And in a sharp, online rebuke of his caucus, Alberta MP Brent Rathgeber is airing a complaint other Tory MPs say they're also hearing about on the doorsteps this summer: that the government is wasting people's money.
Rathgeber reports he was in Grenfell, Sask., a town of around 1,000 people last month, and found that the champagne tastes of senior Tories were at the top of people's minds.
In May, CTV revealed that more than half a million dollars in overtime was paid to ministerial drivers and some remained on standby almost all year long.
"The $600,000 in limousine driver overtime did not play well with the small prairie town sensibilities," Rathgeber wrote on his blog. "How could the average payout be $20,000 and how could the chart-topping minister's driver rack up $40,000 in overtime charges?
"Admittedly, I had no answers. The cabinet minister limousine service represents one of the most egregious displays of Ottawa opulence."
Rathgeber, who represents the riding of Edmonton-St.
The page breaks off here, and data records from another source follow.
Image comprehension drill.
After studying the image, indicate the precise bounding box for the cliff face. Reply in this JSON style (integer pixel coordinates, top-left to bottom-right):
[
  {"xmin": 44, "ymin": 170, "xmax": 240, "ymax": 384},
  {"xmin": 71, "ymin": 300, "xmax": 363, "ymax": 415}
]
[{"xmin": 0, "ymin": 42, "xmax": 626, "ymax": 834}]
Albert, wrote that he understands why ministers need to be driven around Ottawa, but doesn't understand why they need such expensive car service while on Parliament Hill.
"Surely there is a more cost-effective method of getting cabinet ministers to and from meetings," he wrote.
"Surely, as government preaches fiscal discipline, such extravagance must be eliminated."
In the House of Commons, the government has defended the cost of cars and drivers.
"Our ministers are working long hours for the economy, long hours for jobs, long hours for the people of Canada," Treasury Board President Tony Clement said at the time.
"Sometimes that means a bit of overtime by the drivers."
The government is reviewing the rules, though a spokeswoman for Clement noted that the issue of overtime and salaries are governed by union agreements.
The story on driver costs followed revelations by The Canadian Press that International Co-operation Minister Bev Oda spent $16 on a glass of orange juice at a hotel and $1,000 a day on limousines during a 2011 conference in London.
Rathgeber noted that Oda apologized and repaid the money but suggested people may not be forgiving.
"In Grenfell, most of the attendees have never ridden in a limo and none of them have ever drunk $16 orange juice," he wrote.
"Surely, they would appreciate if government took more care in spending their money."
In an interview, Rathgeber said he was airing a complaint he's also hearing in his own riding.
"We all have a job and my job as a member of Parliament and as a member of the Conservative caucus is to hold the government to account, even though I am a member of the government caucus," he said.
"I still think that I have a responsibility to do what I can to ensure taxpayers get value for their dollars."
His blog was posted as Conservative cabinet ministers, parliamentary secretaries and MPs fanned out across the country to plug the government's budget bill at a series of events Tuesday.
Rathbeger said he knows the money spent on drivers wouldn't make a dent in the deficit.
"It's an issue I guess of optics, and it's an issue of leadership," he said.
"At a time when we are attempting to get our fiscal house in order and we're asking Canadians to make some sacrifices, with respect to government programs and services that are offered, I think it's incumbent upon politicians to do the same."
Complaints about Oda's expense claims have found their way into caucus meetings since the story broke in April.
MPs are concerned about further blowback from Canadians if the minister isn't replaced in a widely expected cabinet shuffle this summer.
Since 2006, Harper has been expanding the size of his cabinet, which in turn increases its cost.
In 2011, the bill for salaries and perks for him and the other 38 ministers and junior ministers was about $9 million, the highest on record.
Ontario Tory MP Rick Dykstra said he, too, has received an earful about Oda's spending and cabinet cars in the last few months.
But he said the budget is prompting questions as well and not the kind he's used to hearing.
Ever since he's been back in his St. Catharines, Ont., riding, Dykstra said he's received a "boatload" of queries on the marathon voting session in the Commons earlier this month, when MPs voted continuously for almost 24 hours on hundreds of opposition amendments to the budget bill.
"It's very rare when I get constituents actually talking to me about what's happened in the House of Commons, actually in the House itself," Dykstra said.
Rathgeber is the latest backbencher to pop his head over the wall of silence that usually keeps Tories from public criticism of the government.
Earlier this month, Nanaimo-Alberni MP James Lunney spoke out against planned cuts to coast guard services being made as part of the government's overall drive to slash spending.
And in May, another B.C. Tory, David Wilks, raised concerns about the budget and the lack of say backbenchers have in overall government policy.